关于机器学习:医学生数据科学之路Ⅰ基础篇

The data science roadmap for medical students
开学后智能医学社曾经进行了几次练习，但学生的实现状况并不现实，明天我筹备为医学生做一下课程的体系构建，这样能让想学习的同学提前学习，落后的同学，晓得本人在哪个阶段，哪个步骤了。
医学生并不是业余的coder或者engineer，所以相似的Roadmap并不太实用。

医学生想要步入数据迷信，以下几点必须留神：

弱化数学及统计学
短期速成，容易把握
启发思维为主，主张代码复用
合乎医学思维和医药数据需要
实际为王，解决医学迷信问题

先上图，数据迷信金字塔，如果你按我的常识体系，能以最快的速度爬到塔尖

咱们采纳的程序语言是python和R，至于为什么，基本无需解释了。我更喜爱R，双条腿走路，不吃亏。整个学习体系，大部分以现有的优良教程为主，切实不行，我就本人做教程，一步一步带你达到巅峰。最初正告大家一句：高处不胜寒！

Week 1 / Git、R、python 根底，小热身

本周，通过一些小练习和一些基础教程，来学习一些简略的编程语法和版本控制（git）。

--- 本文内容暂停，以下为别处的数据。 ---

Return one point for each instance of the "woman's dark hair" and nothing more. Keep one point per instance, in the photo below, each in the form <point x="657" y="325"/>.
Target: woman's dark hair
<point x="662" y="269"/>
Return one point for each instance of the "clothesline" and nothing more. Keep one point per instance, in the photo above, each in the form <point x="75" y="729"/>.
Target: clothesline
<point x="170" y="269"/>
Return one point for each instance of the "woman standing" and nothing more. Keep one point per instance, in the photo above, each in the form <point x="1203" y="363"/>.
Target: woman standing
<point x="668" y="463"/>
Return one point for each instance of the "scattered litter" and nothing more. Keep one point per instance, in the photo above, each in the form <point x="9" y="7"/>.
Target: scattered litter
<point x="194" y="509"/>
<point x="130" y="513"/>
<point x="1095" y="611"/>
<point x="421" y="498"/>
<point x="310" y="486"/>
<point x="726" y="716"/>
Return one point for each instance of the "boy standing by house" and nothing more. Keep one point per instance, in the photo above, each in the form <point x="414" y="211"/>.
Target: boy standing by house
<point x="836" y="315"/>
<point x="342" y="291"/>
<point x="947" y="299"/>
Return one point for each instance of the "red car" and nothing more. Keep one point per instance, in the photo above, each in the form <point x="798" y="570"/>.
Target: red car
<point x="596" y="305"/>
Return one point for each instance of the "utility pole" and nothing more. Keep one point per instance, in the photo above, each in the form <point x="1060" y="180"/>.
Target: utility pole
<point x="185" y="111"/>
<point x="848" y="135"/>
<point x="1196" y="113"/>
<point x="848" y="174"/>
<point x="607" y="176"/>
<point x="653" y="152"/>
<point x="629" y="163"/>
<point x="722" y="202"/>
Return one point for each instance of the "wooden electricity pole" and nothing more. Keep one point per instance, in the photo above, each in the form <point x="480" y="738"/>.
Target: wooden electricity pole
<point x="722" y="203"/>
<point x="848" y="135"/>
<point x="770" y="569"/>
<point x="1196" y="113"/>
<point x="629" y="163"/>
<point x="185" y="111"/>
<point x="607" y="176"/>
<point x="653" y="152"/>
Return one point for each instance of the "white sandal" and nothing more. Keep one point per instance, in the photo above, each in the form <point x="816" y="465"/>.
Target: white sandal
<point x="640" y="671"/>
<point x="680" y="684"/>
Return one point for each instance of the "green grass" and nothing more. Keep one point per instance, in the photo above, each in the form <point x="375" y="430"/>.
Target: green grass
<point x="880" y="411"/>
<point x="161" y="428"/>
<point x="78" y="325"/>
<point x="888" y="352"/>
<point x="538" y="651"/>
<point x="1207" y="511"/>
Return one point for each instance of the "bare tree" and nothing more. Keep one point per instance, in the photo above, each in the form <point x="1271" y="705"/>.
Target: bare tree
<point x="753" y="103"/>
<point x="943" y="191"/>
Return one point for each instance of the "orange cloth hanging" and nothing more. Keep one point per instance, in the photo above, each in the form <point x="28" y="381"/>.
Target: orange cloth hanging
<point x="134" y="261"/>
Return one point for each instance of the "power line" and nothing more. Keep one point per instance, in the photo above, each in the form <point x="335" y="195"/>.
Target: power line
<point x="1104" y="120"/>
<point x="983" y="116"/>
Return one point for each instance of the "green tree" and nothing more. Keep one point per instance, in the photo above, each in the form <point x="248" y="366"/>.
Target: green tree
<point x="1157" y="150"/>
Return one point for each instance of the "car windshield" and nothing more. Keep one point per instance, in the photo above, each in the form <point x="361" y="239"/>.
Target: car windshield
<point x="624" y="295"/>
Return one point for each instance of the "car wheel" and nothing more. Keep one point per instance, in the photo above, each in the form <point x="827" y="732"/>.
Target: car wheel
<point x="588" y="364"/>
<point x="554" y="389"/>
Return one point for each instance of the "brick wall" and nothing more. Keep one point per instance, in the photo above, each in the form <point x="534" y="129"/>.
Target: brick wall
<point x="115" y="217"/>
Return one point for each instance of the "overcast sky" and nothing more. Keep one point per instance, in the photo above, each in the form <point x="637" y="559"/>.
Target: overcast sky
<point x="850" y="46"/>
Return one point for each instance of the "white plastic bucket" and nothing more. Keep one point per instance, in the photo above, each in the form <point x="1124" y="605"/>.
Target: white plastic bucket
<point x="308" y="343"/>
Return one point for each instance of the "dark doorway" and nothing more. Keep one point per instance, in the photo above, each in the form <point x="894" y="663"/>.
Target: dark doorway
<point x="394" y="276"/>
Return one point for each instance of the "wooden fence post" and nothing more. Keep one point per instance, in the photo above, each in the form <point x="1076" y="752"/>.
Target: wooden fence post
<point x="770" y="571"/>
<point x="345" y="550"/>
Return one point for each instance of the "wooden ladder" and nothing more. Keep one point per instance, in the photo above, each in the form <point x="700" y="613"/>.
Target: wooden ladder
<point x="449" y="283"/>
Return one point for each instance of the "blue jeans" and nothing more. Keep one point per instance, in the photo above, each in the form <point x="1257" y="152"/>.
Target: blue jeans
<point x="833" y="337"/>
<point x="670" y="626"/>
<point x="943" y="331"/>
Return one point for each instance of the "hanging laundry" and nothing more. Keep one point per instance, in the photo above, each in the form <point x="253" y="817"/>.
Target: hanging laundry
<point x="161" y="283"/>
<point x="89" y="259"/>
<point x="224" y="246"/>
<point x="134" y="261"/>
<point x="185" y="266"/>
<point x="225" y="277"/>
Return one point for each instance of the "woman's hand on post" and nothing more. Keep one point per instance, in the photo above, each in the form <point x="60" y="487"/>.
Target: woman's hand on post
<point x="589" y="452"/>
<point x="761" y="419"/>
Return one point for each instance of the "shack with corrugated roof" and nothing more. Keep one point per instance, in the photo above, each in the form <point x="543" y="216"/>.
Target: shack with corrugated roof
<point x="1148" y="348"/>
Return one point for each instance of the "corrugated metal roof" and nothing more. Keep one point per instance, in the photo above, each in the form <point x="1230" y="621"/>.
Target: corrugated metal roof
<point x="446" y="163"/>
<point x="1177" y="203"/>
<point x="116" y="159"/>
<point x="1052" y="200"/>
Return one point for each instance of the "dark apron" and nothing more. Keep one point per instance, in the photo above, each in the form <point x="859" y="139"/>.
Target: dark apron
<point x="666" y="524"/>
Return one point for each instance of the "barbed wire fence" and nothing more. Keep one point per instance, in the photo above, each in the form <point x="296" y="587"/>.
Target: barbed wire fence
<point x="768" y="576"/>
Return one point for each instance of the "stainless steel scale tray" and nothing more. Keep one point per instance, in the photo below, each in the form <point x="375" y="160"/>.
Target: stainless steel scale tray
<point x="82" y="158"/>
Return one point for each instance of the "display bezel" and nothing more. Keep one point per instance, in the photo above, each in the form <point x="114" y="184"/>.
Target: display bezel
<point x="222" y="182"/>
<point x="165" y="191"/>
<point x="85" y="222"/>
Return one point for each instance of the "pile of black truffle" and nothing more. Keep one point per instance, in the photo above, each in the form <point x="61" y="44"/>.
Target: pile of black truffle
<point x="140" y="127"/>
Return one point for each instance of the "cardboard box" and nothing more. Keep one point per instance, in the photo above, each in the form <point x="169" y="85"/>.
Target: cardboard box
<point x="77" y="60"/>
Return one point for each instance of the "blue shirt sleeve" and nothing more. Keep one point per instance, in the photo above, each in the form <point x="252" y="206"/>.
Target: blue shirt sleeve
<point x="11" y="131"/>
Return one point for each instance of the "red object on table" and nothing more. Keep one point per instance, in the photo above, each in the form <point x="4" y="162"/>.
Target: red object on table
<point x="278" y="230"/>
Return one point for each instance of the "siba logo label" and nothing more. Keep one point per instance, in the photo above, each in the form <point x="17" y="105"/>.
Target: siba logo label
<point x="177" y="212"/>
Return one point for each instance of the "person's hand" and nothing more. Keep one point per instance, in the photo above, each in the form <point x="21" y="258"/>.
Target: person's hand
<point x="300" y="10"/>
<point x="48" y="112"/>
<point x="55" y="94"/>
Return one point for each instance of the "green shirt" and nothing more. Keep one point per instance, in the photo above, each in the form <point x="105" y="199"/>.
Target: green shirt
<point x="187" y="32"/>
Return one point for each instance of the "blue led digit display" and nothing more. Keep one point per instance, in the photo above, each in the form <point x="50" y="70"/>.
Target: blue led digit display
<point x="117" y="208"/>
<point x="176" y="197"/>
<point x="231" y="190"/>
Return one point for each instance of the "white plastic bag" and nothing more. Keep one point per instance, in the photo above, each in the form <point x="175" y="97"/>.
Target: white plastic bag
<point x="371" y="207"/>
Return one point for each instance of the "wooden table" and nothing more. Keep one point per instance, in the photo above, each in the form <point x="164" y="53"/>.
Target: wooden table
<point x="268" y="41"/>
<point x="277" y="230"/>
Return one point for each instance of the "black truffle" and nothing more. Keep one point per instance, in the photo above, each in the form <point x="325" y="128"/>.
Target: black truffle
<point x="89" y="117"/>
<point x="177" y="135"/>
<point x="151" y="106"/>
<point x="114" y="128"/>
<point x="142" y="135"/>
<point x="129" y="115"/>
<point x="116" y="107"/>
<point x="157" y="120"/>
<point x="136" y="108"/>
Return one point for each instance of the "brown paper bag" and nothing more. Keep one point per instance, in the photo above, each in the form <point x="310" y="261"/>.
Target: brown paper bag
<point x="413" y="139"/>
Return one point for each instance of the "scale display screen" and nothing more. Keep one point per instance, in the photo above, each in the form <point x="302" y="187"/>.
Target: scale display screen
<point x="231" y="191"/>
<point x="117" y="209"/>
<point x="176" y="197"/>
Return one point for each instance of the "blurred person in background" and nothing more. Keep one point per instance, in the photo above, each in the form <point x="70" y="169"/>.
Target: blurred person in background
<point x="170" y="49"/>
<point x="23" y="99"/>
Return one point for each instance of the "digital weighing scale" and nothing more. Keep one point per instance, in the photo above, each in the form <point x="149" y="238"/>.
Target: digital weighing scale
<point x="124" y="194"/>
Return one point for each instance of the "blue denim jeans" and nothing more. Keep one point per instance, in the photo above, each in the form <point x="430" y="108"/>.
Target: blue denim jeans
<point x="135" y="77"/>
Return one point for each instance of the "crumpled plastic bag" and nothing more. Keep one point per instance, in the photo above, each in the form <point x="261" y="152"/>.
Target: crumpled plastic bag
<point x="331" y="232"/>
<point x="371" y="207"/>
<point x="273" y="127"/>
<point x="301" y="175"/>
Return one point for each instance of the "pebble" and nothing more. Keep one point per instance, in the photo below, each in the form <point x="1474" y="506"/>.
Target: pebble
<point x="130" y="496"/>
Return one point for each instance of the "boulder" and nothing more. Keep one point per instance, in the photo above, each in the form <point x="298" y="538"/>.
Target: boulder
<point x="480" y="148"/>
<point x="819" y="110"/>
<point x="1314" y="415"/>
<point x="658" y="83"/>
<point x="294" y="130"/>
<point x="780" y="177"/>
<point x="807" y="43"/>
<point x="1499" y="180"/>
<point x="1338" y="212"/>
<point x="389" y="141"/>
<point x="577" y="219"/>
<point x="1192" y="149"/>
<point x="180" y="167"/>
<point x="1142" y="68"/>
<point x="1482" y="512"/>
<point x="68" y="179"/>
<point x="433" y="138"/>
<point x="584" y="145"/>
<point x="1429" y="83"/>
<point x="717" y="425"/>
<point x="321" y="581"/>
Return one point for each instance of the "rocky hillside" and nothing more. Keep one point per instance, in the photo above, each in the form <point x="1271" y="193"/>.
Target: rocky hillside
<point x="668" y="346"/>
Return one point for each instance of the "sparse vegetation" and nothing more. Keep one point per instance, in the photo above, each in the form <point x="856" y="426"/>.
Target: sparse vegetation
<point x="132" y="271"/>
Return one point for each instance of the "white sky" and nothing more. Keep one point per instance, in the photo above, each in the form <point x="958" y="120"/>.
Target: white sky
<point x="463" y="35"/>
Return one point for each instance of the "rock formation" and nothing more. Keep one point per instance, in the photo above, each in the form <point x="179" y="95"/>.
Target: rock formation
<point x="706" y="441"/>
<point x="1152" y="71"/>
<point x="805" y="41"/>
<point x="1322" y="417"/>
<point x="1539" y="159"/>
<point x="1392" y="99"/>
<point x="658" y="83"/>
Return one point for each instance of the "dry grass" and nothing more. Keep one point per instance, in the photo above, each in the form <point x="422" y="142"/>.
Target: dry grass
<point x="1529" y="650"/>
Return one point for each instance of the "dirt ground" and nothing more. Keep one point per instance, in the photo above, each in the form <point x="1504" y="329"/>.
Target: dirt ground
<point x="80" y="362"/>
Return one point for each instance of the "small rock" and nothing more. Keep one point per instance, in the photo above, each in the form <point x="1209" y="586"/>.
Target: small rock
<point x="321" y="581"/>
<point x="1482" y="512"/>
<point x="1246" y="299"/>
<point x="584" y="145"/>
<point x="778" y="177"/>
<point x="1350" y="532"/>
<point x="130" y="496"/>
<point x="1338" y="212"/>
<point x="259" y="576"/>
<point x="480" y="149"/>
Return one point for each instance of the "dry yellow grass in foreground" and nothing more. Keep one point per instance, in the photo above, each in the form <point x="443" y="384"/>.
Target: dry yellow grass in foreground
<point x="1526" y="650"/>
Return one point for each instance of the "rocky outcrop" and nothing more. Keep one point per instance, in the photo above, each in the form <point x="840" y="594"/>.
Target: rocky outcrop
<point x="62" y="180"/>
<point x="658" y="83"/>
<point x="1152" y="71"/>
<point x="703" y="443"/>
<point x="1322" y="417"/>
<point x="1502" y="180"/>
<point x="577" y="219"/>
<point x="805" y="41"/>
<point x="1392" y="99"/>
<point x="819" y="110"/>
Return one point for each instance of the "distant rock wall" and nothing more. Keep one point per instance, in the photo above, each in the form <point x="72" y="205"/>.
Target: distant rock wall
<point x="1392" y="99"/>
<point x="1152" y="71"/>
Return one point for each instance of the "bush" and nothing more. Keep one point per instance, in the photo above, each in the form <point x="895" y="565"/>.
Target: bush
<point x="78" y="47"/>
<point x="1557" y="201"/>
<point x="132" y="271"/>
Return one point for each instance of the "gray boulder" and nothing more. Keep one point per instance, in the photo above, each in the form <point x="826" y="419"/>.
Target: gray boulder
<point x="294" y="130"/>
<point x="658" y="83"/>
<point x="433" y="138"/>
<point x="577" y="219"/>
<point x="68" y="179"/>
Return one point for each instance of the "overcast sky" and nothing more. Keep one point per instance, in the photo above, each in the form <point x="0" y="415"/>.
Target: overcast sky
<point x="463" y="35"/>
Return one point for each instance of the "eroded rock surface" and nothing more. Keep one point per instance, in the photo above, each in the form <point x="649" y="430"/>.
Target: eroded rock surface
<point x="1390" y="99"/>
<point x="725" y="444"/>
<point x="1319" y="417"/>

Python 新手入门课,该课程蕴含了git的局部内容
git/github采纳token进行认证拜访，解决局部git中的问题
20节R视频课程，零根底学习R！ - 专栏课程 - 医咖会 (mediecogroup.com)，经典入门课，只看到2章即可

Week 2 / 环境搭建，R和python如影随行

数据迷信的王者是Anaconda，但我感觉它仿佛太臃肿了，我更偏向于本人搭建。

必备工具
Python 数据迷信环境搭建（jupyter-lab）
R环境搭建R&Rstudio装置与配置
数据迷信本地环境搭建Python&R（jupyter lab | Rstudio）视频

所有工具,都倡议采纳英文界面,所有工具的装置目录都不得呈现中文

Week 3 / 扫盲科普

数据迷信必须理解的概念：机器学习，深度学习，神经网络，机器学习经典模型（算法）
每个视频都不长。算是入门科普。

是什么系列

https://www.bilibili.com/vide...
https://www.bilibili.com/vide...
https://www.bilibili.com/vide...
https://www.bilibili.com/vide...
https://www.bilibili.com/vide...

经典算法5分钟

https://space.bilibili.com/10...

Data！Data！Data！

编程语言数据类型

统计学数据类型

Numeric
Data that are expressed on a numeric scale.
- Continuous
  Data that can take on any value in an interval. (Synonyms: interval, float, numeric)
- Discrete
  Data that can take on only integer values, such as counts. (Synonyms: integer, count)
Categorical
Data that can take on only a specific set of values representing a set of possible categories. (Synonyms: enums, enumerated, factors, nominal)
- Binary
  A special case of categorical data with just two categories of values, e.g., 0/1, true/false. (Synonyms: dichotomous, logical, indicator, boolean)
- Ordinal
  Categorical data that has an explicit ordering. (Synonym: ordered factor)

Rectangular Data

The typical frame of reference for an analysis in data science is a rectangular data object, like a spreadsheet or database table.

xml,json,csv.....

Data frame

Rectangular data (like a spreadsheet) is the basic data structure for statistical and machine learning models.

Feature

A column within a table is commonly referred to as a feature.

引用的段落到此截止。